Dimanche, les Mohawks de Kahnawake vont célébrer le Jour du Souvenir. Une occasion, pour la plupart, de se rappeler leurs années de service sous le drapeau... américain.

C'est un jeudi soir animé à la filiale 219 de la Légion royale canadienne de Kahnawake. Entre les chips et les crottes de fromage, un groupe de femmes fêtent le «shower» d'une copine. Assis au bar, de vieux monsieurs sirotent leur bière, pendant que le jukebox crache le Gangnam Style du rappeur coréen Psy.

Au fond de la salle, on remarque bientôt un mur de portraits stratégiquement éclairés. Il y en a plus d'une centaine. Peut-être 150. Ce sont des photos d'anciens soldats de la réserve, avec des noms mohawks typiques comme Montour, Deere, McCumber, Goodleaf ou Leborgne. Rien d'étonnant: nous sommes à la Légion canadienne. Rien d'étonnant sauf ceci: la plupart portent un uniforme... de l'armée américaine.

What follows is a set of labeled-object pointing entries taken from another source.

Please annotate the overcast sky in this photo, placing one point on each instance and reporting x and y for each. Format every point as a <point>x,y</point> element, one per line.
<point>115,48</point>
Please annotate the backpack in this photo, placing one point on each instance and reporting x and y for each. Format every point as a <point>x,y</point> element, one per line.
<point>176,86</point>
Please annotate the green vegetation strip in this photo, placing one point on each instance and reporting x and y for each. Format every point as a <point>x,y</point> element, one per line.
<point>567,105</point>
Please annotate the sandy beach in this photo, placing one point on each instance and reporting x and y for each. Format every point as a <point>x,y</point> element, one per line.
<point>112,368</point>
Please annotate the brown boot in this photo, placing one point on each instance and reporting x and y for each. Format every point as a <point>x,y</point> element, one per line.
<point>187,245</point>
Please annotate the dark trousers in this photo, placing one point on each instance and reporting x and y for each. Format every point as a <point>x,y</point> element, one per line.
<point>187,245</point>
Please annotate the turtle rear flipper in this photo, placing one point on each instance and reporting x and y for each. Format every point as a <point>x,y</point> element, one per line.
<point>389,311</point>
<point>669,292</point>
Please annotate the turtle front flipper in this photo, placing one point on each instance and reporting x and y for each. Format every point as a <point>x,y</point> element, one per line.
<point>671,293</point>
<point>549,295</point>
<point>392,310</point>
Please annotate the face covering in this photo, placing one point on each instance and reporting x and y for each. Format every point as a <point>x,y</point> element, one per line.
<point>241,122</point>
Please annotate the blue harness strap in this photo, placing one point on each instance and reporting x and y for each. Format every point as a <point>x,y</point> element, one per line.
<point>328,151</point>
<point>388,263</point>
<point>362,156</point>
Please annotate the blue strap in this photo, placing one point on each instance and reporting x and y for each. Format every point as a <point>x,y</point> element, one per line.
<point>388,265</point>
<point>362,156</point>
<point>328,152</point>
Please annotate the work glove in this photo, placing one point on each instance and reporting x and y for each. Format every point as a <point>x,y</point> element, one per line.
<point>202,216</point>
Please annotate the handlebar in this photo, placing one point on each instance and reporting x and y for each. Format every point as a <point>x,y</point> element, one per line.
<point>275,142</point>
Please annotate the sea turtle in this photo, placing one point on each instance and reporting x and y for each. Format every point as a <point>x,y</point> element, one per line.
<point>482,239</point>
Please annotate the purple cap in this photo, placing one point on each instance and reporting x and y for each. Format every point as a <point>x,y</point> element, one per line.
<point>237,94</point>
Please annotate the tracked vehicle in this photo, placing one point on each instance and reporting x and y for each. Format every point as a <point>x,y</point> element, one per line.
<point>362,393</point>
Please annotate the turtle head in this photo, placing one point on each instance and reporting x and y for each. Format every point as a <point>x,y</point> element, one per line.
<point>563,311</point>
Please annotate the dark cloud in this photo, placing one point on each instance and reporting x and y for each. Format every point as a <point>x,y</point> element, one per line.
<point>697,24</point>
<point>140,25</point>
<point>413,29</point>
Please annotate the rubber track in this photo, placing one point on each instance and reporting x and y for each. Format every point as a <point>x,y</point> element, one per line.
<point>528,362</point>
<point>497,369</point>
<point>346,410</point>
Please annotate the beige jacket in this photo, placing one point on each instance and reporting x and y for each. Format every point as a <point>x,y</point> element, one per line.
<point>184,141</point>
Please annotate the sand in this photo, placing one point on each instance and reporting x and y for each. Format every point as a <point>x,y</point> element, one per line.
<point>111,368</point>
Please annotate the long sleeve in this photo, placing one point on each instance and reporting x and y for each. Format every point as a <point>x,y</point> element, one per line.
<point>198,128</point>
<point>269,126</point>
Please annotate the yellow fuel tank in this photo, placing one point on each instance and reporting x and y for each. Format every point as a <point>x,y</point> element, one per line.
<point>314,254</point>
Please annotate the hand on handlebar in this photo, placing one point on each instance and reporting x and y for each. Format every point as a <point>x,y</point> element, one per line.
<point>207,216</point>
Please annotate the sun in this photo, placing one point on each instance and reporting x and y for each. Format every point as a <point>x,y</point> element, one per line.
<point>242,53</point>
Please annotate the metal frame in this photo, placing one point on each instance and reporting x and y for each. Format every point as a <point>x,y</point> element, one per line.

Eh oui. Bien peu le savent, mais la vaste majorité des Mohawks de Kahnawake à avoir fait l'armée l'ont fait sous la bannière des États-Unis. «Au moins 95%» affirme sans hésiter le président de la Légion, Louis Stacey, un vétéran de la US Navy qui nous reçoit à bras ouverts.

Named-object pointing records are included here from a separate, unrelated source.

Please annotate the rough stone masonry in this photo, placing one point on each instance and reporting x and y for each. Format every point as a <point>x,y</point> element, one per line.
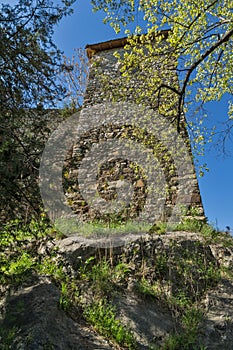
<point>103,81</point>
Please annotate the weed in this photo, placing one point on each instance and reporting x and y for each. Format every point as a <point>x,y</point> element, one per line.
<point>103,317</point>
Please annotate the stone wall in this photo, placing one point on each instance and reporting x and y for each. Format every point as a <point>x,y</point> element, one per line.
<point>104,87</point>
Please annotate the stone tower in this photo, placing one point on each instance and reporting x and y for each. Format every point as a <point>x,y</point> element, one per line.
<point>181,188</point>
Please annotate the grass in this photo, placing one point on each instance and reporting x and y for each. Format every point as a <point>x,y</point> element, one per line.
<point>180,277</point>
<point>102,316</point>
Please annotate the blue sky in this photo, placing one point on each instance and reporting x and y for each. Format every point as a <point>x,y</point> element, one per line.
<point>85,27</point>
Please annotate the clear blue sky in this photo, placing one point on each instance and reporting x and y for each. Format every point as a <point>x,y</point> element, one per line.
<point>85,27</point>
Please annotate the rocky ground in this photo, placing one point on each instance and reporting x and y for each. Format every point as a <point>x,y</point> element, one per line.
<point>33,314</point>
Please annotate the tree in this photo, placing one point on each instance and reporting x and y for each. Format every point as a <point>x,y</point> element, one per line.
<point>29,65</point>
<point>199,37</point>
<point>29,59</point>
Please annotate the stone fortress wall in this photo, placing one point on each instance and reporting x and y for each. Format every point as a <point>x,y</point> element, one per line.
<point>104,78</point>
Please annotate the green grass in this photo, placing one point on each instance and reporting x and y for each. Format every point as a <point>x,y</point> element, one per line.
<point>102,316</point>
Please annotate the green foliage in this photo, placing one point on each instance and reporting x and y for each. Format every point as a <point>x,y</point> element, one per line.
<point>198,48</point>
<point>7,337</point>
<point>103,317</point>
<point>29,58</point>
<point>18,256</point>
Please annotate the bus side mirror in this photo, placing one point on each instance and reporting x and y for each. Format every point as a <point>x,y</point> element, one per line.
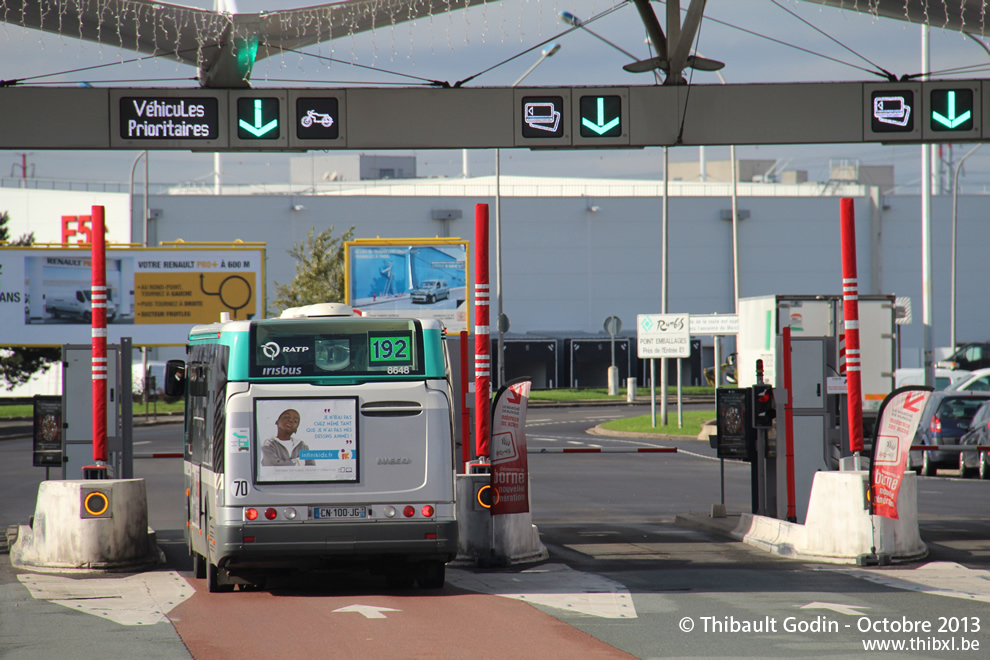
<point>175,378</point>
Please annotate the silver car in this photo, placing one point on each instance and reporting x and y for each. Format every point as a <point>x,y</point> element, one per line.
<point>430,291</point>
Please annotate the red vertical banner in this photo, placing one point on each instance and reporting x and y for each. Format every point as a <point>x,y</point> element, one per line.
<point>465,413</point>
<point>896,426</point>
<point>482,334</point>
<point>99,331</point>
<point>510,466</point>
<point>850,311</point>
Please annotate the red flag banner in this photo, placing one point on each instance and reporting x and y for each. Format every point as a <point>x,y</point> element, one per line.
<point>510,468</point>
<point>899,417</point>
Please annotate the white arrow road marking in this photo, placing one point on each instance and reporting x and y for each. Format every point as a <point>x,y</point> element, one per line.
<point>851,610</point>
<point>368,611</point>
<point>138,600</point>
<point>554,585</point>
<point>940,578</point>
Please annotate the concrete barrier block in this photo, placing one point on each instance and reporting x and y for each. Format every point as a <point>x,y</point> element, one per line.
<point>838,528</point>
<point>64,537</point>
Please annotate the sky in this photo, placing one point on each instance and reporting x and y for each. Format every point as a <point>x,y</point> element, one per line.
<point>464,43</point>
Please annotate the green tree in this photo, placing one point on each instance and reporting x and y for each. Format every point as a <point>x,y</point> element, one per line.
<point>19,363</point>
<point>319,271</point>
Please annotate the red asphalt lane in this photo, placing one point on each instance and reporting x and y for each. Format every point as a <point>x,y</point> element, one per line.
<point>448,624</point>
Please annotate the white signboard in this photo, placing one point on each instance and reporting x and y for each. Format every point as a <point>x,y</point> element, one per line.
<point>155,294</point>
<point>715,324</point>
<point>663,336</point>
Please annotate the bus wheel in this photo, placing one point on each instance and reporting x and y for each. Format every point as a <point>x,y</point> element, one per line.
<point>400,578</point>
<point>215,576</point>
<point>432,575</point>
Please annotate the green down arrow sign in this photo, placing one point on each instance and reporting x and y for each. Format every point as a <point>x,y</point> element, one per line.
<point>957,115</point>
<point>601,116</point>
<point>251,115</point>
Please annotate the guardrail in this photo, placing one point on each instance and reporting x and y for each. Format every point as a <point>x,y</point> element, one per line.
<point>601,450</point>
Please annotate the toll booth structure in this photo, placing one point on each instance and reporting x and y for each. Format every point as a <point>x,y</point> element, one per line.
<point>77,410</point>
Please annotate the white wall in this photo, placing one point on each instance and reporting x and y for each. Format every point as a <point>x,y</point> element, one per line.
<point>566,268</point>
<point>41,211</point>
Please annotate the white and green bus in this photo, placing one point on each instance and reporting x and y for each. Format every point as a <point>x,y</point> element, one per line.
<point>318,439</point>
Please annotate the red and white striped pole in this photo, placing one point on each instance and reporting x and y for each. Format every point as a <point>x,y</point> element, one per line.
<point>850,311</point>
<point>482,334</point>
<point>99,331</point>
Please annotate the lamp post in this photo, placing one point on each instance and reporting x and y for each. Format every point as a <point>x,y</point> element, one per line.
<point>952,294</point>
<point>500,324</point>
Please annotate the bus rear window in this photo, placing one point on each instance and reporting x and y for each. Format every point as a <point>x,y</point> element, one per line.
<point>336,347</point>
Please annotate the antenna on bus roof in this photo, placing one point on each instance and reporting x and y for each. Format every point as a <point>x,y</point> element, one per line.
<point>318,310</point>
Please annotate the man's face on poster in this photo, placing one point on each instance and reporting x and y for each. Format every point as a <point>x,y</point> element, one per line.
<point>287,423</point>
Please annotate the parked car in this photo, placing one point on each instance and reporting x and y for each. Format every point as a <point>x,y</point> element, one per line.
<point>978,434</point>
<point>975,381</point>
<point>77,304</point>
<point>430,291</point>
<point>945,379</point>
<point>946,418</point>
<point>971,356</point>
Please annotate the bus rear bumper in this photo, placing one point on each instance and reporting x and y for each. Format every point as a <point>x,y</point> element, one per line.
<point>298,545</point>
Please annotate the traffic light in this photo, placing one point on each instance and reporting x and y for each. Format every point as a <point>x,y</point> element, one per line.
<point>764,411</point>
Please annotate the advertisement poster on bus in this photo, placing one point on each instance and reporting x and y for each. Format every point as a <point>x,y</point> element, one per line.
<point>409,277</point>
<point>306,440</point>
<point>155,294</point>
<point>510,467</point>
<point>899,417</point>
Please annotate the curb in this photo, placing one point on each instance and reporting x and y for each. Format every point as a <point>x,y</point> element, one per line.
<point>598,430</point>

Comment expliquer ce phénomène étonnant? Un simple accident du destin, affirme M. Stacey.

Pour les Mohawks, qui étaient là bien avant l'arrivée des Européens, la frontière canado-américaine n'a aucune valeur. Ces autochtones vont et viennent entre les deux pays depuis toujours, que ce soit pour vivre ou pour gagner leur vie.Or, il se trouve que beaucoup de Mohawks de Kahnawake étaient en train de travailler aux États-Unis comme ouvriers de la construction (iron workers) quand la Première et la Deuxième Guerre mondiale ont éclaté. C'est ainsi qu'ils sont tout naturellement allés rejoindre l'armée américaine.

Depuis, c'est une affaire de père en fils, explique Louis Stacey. «Dans mon cas, c'est exactement ce qui s'est passé. Mon père était dans la US Navy, alors je suis allé dans la US Navy.»

«Je voulais être avec les autres»

Pour la majorité d'entre eux, ce fut un choix volontaire. Étant autochtones, rien ne les obligeait à s'enrôler. Mais pour ces jeunes à l'âme de «warriors», l'armée valait bien d'autres emplois.

C'est le cas de Matthew Montour qui est, à 82 ans, l'un des plus vieux vétérans de la réserve.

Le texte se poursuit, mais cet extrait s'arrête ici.